Deep Generative Models are a kind of unsupervised deep learning methods that learn the data distribution from samples and then generate unseen, high-quality samples from the learned distributions. These models have achieved tremendous success in different domains and tasks. However, many questions are not well-understood for these models. In order to better understand these models, in this thesis, we investigate the following questions: ($i$) what is the representation power of deep generative models, and ($ii$) how to identify and mitigate trustworthy concerns in deep generative models.

We study the representation power of deep generative models by looking at which distributions they can approximate arbitrarily well. we study normalizing flows and rigorously establish bounds on their expressive power. Our results indicate that some basic flows are highly expressive in one dimension, but in higher dimensions their representation power may be limited, especially when the flows have moderate depth. We then prove residual flows are universal approximators in maximum mean discrepancy and provide upper bounds on the depths under different assumptions.

We next investigate three different trustworthy concerns. The first is how to explain the black box neural networks in these models. We introduce VAE-TracIn, a computationally efficient and theoretically sound interpretability solution, for VAEs. We evaluate VAE-TracIn on real world datasets with extensive quantitative and qualitative analysis.

The second is how to mitigate privacy issues in learned generative models. We propose a density-ratio-based framework for efficient approximate data deletion in generative models, which avoids expensive re-training. We provide theoretical guarantees under various learner assumptions and empirically demonstrate our methods across a variety of generative methods.

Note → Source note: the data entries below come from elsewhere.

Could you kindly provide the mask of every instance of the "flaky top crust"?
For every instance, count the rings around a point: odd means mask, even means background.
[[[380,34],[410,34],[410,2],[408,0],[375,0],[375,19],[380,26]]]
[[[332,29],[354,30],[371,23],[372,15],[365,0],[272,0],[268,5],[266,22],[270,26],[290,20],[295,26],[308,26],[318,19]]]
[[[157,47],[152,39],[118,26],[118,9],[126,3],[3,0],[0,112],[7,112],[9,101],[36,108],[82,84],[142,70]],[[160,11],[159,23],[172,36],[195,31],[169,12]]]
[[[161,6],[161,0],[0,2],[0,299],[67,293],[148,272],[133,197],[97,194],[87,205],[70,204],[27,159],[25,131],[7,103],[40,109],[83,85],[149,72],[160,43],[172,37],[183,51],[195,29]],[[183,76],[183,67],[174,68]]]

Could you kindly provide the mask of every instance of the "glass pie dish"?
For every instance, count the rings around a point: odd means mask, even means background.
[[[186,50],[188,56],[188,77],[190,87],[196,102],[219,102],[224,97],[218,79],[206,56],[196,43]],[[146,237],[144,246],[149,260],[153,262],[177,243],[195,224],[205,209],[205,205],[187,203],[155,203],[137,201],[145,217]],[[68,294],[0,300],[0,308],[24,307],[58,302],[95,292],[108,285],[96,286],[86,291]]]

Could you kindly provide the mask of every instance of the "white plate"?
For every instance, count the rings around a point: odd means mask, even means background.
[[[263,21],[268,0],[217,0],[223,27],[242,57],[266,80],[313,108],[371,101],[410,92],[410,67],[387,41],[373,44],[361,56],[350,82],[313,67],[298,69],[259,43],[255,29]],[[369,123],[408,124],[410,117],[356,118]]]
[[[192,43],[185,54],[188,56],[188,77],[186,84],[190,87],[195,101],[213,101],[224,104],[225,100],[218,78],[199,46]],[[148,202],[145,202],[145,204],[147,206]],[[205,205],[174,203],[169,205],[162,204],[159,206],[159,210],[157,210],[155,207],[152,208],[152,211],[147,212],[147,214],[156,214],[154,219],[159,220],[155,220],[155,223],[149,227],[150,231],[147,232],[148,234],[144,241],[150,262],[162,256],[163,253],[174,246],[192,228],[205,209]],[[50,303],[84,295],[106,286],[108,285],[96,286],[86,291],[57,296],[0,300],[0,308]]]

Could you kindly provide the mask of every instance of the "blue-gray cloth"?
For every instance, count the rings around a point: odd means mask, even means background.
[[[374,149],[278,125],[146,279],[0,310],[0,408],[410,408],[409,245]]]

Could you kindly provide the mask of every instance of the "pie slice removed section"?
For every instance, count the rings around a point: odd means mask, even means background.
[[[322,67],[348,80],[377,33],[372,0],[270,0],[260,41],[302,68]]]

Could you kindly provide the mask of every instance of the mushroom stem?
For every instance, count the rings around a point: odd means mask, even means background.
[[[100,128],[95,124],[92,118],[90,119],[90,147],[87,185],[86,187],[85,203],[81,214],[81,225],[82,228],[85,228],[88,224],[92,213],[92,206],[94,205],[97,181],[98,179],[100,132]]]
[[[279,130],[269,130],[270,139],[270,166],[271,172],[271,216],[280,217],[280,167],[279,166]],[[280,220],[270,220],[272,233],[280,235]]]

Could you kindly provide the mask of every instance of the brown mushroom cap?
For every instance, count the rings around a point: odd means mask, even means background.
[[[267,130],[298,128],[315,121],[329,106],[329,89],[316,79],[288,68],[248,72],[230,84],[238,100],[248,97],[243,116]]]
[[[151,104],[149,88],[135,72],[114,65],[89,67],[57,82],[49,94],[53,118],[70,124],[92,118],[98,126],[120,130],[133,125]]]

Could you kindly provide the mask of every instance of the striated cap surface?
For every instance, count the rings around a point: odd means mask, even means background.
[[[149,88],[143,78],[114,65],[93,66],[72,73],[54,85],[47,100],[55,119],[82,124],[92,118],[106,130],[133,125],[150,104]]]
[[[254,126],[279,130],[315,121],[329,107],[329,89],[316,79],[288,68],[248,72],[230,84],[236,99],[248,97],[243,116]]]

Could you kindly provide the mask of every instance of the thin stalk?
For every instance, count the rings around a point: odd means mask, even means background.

The third is how to prevent undesirable outputs from deep generative models. We take a compute-friendly approach and investigate how to post-edit a pre-trained model to \textit{redact} certain samples. We consider several unconditional and conditional generative models and various types of descriptions of redacted samples. Extensive evaluations on real-world datasets show our algorithms outperform baseline methods in redaction quality as well as robustness while retaining high generation quality.